1. Diante do reconhecimento do autor do fato por parte da vítima e sendo tal reconhecimento corroborado pelas demais provas, considerando o sistema do livre convencimento motivado para a valoração da prova, não há que se falar em nulidade do reconhecimento por inconformidade com a regra do art. 226 do CPP.
2. Não há que se falar em absolvição face à ausência de comprovação da autoria se o conjunto probatório é coerente, harmônico e irrefutável, dando como certa e inquestionável a prática do crime de roubo.
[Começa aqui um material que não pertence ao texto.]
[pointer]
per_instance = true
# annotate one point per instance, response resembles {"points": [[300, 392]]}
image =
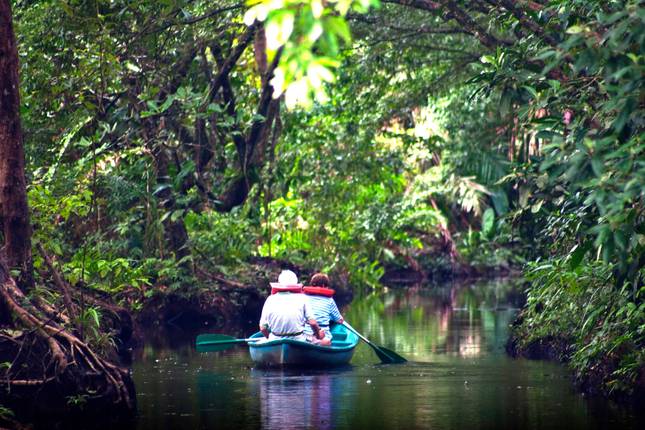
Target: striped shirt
{"points": [[324, 310]]}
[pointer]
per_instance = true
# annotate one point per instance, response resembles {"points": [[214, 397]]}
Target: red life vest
{"points": [[275, 288], [319, 291]]}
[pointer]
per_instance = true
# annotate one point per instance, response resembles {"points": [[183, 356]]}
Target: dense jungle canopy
{"points": [[171, 145]]}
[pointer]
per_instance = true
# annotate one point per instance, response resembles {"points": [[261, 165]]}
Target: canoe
{"points": [[289, 352]]}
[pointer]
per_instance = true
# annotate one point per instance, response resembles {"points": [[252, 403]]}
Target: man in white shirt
{"points": [[286, 312]]}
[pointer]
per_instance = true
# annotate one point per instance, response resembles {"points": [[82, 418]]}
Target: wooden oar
{"points": [[219, 342], [384, 354]]}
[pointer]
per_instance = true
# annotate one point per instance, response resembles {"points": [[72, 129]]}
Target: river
{"points": [[458, 377]]}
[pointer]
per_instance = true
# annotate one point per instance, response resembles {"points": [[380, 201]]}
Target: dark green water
{"points": [[459, 376]]}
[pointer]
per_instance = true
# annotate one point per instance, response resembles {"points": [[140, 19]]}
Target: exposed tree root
{"points": [[69, 360]]}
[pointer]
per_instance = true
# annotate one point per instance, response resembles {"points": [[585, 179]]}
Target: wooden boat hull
{"points": [[288, 352]]}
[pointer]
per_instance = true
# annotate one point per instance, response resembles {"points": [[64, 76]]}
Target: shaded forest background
{"points": [[410, 139]]}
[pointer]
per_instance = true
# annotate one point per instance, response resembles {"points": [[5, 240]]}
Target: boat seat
{"points": [[340, 344], [339, 336]]}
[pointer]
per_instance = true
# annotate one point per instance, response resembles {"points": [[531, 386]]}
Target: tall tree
{"points": [[14, 212]]}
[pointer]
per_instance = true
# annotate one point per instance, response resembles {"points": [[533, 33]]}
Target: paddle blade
{"points": [[389, 356], [216, 342], [206, 338]]}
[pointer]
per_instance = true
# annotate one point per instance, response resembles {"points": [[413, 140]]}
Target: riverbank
{"points": [[582, 320]]}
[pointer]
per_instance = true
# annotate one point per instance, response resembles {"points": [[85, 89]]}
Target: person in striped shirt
{"points": [[323, 308]]}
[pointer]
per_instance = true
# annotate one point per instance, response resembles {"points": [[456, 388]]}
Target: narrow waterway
{"points": [[459, 376]]}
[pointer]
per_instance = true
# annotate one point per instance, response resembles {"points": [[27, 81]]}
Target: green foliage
{"points": [[603, 329], [309, 34], [221, 239]]}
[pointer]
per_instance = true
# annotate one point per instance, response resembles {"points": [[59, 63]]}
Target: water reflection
{"points": [[425, 323], [459, 376], [290, 399]]}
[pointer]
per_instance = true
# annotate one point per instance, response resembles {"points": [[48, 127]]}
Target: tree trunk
{"points": [[14, 211]]}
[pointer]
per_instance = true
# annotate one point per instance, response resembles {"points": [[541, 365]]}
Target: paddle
{"points": [[384, 354], [219, 342]]}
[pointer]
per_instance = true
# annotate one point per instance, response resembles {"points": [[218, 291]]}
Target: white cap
{"points": [[287, 277]]}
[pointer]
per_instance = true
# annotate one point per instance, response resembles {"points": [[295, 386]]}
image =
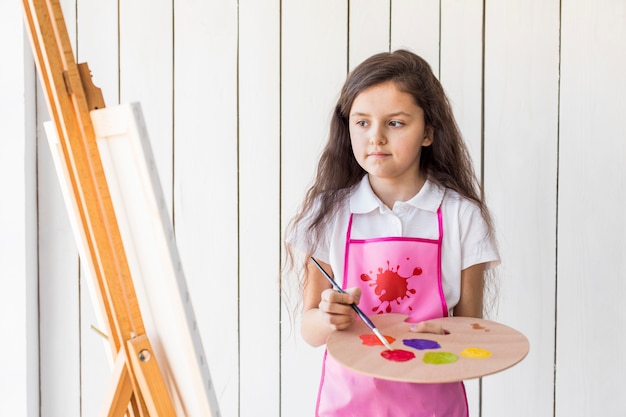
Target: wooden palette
{"points": [[505, 347]]}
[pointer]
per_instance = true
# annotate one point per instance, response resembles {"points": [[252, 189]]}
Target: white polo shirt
{"points": [[465, 240]]}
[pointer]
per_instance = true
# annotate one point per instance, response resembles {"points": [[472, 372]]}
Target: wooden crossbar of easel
{"points": [[138, 387]]}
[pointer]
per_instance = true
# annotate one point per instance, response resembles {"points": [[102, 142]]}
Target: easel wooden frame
{"points": [[138, 387]]}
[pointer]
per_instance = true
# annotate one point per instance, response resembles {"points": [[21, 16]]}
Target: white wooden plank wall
{"points": [[237, 95]]}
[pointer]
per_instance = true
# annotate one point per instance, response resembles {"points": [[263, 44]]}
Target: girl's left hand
{"points": [[337, 307]]}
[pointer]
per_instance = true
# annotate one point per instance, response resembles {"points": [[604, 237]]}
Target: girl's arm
{"points": [[472, 284], [324, 310]]}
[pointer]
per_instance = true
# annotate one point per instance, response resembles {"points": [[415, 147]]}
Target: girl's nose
{"points": [[377, 137]]}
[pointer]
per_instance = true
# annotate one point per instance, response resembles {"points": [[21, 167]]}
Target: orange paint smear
{"points": [[372, 340], [397, 355]]}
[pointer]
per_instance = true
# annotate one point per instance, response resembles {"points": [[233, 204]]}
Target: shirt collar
{"points": [[363, 199]]}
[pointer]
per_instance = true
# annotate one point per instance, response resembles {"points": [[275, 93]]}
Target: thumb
{"points": [[355, 292]]}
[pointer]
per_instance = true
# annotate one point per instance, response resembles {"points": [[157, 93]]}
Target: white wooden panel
{"points": [[461, 77], [369, 29], [205, 181], [415, 26], [145, 54], [461, 68], [259, 207], [314, 62], [98, 46], [592, 203], [19, 356], [521, 126]]}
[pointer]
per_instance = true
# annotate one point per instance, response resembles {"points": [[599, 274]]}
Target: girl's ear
{"points": [[429, 134]]}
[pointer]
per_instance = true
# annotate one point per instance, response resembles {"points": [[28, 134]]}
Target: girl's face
{"points": [[387, 132]]}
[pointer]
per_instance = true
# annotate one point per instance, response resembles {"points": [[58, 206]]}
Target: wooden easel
{"points": [[138, 387]]}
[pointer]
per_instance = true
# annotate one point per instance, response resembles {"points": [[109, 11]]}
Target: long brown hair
{"points": [[446, 162]]}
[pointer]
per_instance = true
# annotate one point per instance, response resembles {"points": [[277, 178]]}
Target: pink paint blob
{"points": [[371, 340], [397, 355]]}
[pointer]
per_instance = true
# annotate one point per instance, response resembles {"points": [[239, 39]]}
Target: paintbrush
{"points": [[360, 312]]}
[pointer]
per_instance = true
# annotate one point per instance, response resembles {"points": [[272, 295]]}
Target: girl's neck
{"points": [[390, 191]]}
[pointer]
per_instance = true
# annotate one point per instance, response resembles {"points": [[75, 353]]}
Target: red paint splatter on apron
{"points": [[390, 286]]}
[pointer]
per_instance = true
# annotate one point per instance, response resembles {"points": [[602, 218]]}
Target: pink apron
{"points": [[399, 275]]}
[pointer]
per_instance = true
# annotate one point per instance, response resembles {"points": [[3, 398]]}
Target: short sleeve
{"points": [[477, 244]]}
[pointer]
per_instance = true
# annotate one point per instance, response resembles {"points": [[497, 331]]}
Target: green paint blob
{"points": [[439, 358]]}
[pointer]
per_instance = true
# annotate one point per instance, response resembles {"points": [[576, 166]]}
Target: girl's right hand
{"points": [[337, 308]]}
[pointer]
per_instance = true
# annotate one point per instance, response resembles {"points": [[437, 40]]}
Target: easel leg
{"points": [[120, 390]]}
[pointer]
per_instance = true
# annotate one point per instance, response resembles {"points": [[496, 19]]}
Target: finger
{"points": [[355, 293], [333, 296]]}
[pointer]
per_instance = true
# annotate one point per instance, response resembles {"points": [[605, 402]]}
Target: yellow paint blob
{"points": [[475, 353]]}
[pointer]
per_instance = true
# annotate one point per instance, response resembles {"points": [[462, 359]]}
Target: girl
{"points": [[395, 195]]}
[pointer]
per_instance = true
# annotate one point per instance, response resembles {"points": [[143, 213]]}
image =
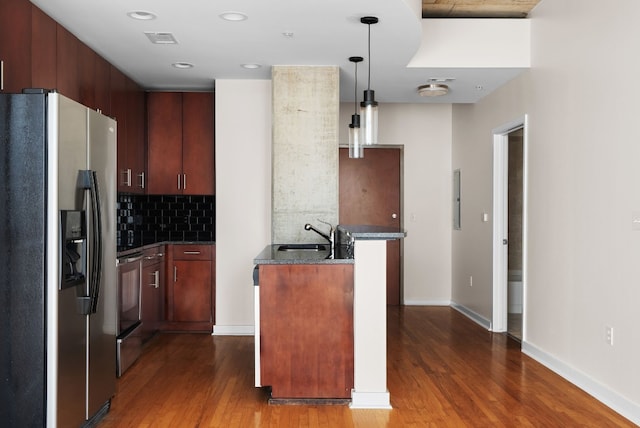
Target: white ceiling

3. Havendo análise escorreita das circunstâncias judiciais do art. 59 do Código Penal na primeira fase da dosimetria, considerando os maus antecedentes e as circunstâncias do crime, com razoável exasperação da pena-base e ponderação na segunda fase para aumentar a pena em razão da presença da agravante de reincidência, não há que se falar em redução da pena aplicada.
4. Na forma do artigo 33, § 2º, alínea 'a' do Código Penal, sendo o réu reincidente, havendo análise desfavorável de circunstâncias judiciais e condenação a pena superior a 04 (quatro) anos, deve cumpri-la, inicialmente, no regime fechado.
5. Diante da concessão das benesses da assistência judiciária gratuita em sentença, resta prejudicado o pleito de concessão nesta instância.